Problem Link - Special Sums
Problem Statement
In this problem you are given two lists of N integers, a1, a2, ..., aN and b1, b2, ... bN. For any pair (i, j) with i, j ϵ {1, 2, ..., N} we define the segment from i to j, written as [i, j], to be i, i + 1, ..., j if i ≤ j and i, i + 1, ..., N, 1, 2, ...,j if i > j. Thus if N = 5 then the [2, 4] = {2, 3, 4} and [4, 2] = {4, 5, 1, 2}.

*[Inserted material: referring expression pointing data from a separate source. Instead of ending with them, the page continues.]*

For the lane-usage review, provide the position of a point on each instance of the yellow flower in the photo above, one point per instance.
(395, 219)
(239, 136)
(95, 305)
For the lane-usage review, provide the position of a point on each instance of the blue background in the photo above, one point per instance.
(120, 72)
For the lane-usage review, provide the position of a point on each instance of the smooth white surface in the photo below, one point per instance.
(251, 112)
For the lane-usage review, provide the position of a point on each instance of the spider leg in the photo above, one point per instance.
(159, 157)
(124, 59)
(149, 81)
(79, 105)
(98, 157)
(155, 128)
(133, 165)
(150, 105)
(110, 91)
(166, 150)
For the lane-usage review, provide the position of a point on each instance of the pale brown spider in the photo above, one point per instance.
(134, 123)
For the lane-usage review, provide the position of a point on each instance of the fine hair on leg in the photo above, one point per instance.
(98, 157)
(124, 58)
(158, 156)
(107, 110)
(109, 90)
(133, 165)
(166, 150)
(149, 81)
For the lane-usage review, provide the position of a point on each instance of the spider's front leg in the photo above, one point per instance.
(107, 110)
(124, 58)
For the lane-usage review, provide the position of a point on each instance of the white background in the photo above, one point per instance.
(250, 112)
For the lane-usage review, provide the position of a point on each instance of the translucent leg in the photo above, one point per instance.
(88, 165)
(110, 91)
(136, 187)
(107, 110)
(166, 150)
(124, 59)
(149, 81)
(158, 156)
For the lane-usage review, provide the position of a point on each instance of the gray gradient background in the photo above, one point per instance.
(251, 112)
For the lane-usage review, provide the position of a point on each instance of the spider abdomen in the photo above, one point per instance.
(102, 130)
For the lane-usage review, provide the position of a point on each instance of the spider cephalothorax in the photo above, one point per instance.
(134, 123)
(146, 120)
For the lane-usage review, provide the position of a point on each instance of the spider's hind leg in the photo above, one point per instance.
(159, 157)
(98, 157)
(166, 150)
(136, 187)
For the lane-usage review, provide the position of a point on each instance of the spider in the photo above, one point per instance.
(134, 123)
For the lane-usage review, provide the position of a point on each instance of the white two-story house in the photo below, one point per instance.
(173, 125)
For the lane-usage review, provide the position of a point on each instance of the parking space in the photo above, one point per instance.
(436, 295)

With each segment [i, j] we associate a special sum SSum[i, j] as follows:
- SSum[i, i] = ai.
- If i ≠ j then,
The positions i and j contribute ai and aj, respectively, to the sum while every other position k in [i, j] contributes bk.
Approach
To solve the problem, the logic involves handling the circular nature of the arrays. We first extend both a and b by appending their values to themselves, effectively doubling their length. This allows us to handle the wrap-around nature of segments [i,j] directly. We compute a prefix sum array for b to quickly calculate the sum of b- values in any segment. A deque is used as a sliding window to keep track of potential starting points i for the maximum SSum[i,j]. For each ending index j, we calculate the possible SSum[i,j] by considering the best starting index from the deque. The deque is maintained to ensure it always provides the maximum SSum for valid starting points within the range.
Time Complexity
The solution runs in O(N) due to the single traversal of the extended arrays and efficient deque operations.
Space Complexity
The space complexity is O(N), as we use arrays and a deque proportional to the input size.